Maar dat moet dan echt anders! En dat niet per se vanwege dat onderzoeksproject ‘Grond’, maar gewoon omdat we het horen vanuit de Bijbel, vanuit een Psalm.

2

“Van de HEER is de aarde.” Dat is de inzet van Psalm 24. Van de HEER is de aarde, de wereld, het land, de grond, de modder, de bodem, de klei, het zand, de humus.

Er zijn twee belangrijke Hebreeuwse woorden voor aarde of grond. Het eerste woord is ‘erets’, dat wordt hier gebruikt: het land, de aarde waar mensen wonen, het gebied – dat is ‘erets’. Dat woord klinkt ook in het scheppingsverhaal, als allereerste zin van de Bijbel: In het begin schiep God de hemel en de aarde, de ‘sjamajiem’ (hemelen: meervoud) en de ‘erets’.

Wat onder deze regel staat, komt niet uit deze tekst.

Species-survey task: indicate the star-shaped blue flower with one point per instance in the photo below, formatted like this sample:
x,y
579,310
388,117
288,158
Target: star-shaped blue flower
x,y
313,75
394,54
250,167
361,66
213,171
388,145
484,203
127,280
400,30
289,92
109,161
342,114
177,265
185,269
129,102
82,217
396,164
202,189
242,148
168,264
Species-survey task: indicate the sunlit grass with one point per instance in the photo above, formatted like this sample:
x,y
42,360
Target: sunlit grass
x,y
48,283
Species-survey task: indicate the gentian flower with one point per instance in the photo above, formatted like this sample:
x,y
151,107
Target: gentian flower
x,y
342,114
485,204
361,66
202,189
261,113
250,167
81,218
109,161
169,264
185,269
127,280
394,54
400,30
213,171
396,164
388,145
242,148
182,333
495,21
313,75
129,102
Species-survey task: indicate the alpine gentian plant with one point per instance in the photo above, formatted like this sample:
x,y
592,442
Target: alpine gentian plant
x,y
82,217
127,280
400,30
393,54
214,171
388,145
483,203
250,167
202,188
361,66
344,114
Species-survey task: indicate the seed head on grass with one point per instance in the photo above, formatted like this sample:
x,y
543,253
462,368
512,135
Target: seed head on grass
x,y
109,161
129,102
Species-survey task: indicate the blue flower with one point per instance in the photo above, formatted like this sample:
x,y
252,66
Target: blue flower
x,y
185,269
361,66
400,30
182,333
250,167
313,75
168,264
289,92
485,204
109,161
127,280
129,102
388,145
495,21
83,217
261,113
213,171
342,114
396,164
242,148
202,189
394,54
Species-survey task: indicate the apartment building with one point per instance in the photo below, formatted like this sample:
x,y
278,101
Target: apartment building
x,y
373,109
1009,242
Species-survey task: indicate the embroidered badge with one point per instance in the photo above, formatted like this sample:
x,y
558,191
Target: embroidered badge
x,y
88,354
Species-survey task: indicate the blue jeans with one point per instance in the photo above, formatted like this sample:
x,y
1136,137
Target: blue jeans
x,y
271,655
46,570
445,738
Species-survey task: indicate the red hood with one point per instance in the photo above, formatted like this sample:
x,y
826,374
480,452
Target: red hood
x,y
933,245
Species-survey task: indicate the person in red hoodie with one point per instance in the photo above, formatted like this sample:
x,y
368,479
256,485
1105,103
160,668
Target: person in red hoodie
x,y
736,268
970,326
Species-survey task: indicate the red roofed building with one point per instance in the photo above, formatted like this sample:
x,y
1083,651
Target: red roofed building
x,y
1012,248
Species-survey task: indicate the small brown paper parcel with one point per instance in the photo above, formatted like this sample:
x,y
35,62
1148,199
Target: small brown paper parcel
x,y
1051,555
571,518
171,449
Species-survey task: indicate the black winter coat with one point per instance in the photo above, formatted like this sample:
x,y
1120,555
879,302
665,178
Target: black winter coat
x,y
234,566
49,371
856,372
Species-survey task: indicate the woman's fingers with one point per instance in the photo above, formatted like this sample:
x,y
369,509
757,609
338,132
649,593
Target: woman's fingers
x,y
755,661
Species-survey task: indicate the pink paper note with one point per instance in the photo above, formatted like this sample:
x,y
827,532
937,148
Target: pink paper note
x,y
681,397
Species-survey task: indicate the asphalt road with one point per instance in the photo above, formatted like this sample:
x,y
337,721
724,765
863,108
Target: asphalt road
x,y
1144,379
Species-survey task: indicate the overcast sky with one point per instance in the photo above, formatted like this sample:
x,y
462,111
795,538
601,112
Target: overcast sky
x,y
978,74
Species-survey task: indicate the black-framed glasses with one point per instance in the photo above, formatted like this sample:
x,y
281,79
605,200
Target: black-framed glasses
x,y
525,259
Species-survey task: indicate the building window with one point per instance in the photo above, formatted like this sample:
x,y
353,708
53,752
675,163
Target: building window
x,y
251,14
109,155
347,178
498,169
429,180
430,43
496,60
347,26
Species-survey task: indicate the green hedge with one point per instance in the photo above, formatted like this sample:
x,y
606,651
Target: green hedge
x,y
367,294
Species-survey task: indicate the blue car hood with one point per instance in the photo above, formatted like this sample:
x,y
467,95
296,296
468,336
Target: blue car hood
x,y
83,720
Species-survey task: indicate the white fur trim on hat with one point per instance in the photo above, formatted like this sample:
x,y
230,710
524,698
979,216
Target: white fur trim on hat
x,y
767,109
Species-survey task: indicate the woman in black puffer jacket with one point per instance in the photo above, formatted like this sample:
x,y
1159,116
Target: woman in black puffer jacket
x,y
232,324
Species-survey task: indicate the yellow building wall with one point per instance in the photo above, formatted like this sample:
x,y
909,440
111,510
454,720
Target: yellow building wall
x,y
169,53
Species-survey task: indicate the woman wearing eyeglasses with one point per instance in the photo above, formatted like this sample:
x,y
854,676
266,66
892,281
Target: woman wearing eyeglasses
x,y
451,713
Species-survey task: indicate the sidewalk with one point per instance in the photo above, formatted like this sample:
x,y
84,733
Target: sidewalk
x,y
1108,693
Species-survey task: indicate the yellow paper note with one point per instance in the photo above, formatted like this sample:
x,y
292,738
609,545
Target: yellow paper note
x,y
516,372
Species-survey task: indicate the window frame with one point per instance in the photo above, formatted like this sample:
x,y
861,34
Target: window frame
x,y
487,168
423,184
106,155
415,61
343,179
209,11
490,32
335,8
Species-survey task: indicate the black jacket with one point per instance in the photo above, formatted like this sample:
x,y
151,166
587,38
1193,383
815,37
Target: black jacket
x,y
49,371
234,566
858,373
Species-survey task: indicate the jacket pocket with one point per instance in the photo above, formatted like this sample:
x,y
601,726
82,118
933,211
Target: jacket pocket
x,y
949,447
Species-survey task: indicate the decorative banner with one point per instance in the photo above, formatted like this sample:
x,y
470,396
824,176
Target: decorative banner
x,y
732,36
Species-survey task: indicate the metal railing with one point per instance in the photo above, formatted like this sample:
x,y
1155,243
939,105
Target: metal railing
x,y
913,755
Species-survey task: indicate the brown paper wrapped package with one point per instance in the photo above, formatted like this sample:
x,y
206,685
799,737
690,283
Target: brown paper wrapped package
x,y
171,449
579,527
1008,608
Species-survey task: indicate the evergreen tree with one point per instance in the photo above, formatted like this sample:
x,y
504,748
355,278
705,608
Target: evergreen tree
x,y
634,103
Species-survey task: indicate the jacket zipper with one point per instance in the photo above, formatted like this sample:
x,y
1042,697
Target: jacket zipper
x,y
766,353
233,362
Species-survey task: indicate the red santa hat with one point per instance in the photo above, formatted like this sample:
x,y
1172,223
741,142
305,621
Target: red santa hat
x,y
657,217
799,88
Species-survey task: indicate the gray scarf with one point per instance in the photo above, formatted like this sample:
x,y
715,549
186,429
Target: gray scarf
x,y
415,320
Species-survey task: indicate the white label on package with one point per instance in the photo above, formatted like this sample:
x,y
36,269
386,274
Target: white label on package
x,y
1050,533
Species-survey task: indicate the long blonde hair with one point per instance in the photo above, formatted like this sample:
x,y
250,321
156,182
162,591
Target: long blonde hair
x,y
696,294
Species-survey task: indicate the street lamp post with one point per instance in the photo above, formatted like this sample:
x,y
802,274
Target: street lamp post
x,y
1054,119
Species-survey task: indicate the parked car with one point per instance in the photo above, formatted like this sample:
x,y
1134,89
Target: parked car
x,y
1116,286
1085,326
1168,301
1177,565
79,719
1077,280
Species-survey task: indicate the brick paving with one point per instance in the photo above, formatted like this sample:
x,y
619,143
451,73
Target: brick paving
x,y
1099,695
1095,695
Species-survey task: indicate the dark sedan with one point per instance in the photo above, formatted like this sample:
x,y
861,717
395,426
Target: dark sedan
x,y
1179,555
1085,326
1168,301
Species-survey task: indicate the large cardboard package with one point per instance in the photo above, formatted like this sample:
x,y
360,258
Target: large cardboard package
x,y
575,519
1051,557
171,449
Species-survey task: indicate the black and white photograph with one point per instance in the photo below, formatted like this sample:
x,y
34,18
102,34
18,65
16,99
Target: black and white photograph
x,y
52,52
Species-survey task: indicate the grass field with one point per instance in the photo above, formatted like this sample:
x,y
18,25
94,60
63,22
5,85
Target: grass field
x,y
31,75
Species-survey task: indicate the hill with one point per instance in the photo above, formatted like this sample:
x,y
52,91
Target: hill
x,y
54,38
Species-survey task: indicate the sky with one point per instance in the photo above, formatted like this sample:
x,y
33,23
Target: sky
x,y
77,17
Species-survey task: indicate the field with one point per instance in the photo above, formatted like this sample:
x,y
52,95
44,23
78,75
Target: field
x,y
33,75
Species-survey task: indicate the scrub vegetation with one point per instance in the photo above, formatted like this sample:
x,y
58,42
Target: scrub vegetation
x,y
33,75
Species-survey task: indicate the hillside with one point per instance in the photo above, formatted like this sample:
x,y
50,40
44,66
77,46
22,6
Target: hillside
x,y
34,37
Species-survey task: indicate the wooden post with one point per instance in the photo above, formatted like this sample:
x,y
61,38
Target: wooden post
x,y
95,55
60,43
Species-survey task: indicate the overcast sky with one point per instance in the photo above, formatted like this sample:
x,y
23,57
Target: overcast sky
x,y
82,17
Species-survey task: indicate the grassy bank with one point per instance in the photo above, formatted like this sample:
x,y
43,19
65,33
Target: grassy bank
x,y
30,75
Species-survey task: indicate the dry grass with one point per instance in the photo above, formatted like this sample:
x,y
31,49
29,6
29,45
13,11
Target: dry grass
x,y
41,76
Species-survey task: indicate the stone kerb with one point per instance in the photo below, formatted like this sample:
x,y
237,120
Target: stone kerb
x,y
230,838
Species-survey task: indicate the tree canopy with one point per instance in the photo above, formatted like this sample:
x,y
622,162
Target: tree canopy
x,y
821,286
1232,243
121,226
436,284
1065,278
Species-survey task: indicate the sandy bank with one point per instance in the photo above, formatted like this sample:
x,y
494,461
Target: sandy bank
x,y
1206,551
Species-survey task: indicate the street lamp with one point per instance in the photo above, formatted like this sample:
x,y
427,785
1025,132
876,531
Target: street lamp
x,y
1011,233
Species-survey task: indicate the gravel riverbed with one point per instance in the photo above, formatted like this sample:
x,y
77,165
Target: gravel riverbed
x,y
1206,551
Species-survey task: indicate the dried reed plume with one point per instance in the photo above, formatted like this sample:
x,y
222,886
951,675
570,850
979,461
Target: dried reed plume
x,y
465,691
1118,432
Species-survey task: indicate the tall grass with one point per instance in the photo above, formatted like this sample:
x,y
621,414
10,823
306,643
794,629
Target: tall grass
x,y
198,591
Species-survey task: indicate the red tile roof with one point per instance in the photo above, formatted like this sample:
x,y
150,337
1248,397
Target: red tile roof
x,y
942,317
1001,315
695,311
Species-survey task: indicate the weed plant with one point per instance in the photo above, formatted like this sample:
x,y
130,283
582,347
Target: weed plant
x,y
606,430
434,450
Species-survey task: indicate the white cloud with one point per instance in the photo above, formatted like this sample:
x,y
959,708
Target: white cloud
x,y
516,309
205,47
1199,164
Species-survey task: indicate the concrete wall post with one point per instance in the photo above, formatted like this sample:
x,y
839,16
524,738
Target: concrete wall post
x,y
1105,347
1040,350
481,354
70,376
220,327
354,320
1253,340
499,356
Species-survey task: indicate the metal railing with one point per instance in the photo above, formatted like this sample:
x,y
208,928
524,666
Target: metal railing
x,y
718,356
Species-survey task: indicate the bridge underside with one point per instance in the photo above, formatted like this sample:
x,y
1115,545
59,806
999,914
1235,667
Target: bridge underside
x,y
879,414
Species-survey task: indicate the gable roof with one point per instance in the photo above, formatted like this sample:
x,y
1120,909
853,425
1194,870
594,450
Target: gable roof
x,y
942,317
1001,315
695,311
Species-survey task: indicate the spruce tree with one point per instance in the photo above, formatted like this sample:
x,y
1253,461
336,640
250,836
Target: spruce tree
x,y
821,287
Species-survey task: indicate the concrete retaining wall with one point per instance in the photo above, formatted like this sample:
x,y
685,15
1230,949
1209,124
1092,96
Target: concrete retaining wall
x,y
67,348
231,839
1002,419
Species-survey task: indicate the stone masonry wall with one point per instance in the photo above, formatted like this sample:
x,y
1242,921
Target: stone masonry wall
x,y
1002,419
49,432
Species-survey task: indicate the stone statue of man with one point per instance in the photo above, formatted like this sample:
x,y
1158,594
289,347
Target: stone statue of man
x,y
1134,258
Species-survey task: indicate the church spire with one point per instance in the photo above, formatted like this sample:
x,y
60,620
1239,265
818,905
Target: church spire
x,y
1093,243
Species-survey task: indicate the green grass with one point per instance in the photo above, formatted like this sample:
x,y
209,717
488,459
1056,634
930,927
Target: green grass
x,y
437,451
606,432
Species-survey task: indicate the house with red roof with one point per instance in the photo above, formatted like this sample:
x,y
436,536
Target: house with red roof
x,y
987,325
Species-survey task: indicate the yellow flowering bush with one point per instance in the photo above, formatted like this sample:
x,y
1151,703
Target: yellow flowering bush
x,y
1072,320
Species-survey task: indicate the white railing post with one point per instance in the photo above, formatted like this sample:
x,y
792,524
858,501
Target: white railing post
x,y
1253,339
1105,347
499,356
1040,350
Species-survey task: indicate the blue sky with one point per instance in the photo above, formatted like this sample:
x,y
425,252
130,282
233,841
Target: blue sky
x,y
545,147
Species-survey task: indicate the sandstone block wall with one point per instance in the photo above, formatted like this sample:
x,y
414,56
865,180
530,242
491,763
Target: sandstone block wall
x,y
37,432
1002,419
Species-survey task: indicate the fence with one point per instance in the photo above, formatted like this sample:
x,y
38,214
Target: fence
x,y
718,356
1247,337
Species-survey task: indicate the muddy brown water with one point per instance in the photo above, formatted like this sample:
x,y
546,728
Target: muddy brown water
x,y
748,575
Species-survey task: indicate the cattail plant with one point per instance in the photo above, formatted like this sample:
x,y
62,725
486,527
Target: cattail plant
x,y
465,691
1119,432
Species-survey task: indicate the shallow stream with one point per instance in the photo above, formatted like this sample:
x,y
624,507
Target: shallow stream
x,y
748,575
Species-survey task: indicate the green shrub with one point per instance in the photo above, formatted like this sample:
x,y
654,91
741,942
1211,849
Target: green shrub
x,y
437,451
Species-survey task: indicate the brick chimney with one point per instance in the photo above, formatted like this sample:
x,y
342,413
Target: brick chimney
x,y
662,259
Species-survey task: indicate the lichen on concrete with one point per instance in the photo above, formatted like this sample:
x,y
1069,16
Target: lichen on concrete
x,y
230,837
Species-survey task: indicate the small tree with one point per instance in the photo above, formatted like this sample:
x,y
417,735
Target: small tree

En het is eigenlijk heel merkwaardig dat er een lange christelijke traditie heeft kunnen groeien waarin de hemel belangrijker werd geacht dan de aarde. Dat is niet echt bijbels. Als we God vooral verbinden met de hemel, dan is dat echt een probleem. Een lied als “In de hemel is de HEER” kan alleen maar gezongen worden als er ook liederen zijn die zeggen: “Van de HEER is de aarde”. Wij ontmoeten God als Schepper op de aarde die Hij maakte, op de aarde waar wij leven, op de bodem van ons bestaan.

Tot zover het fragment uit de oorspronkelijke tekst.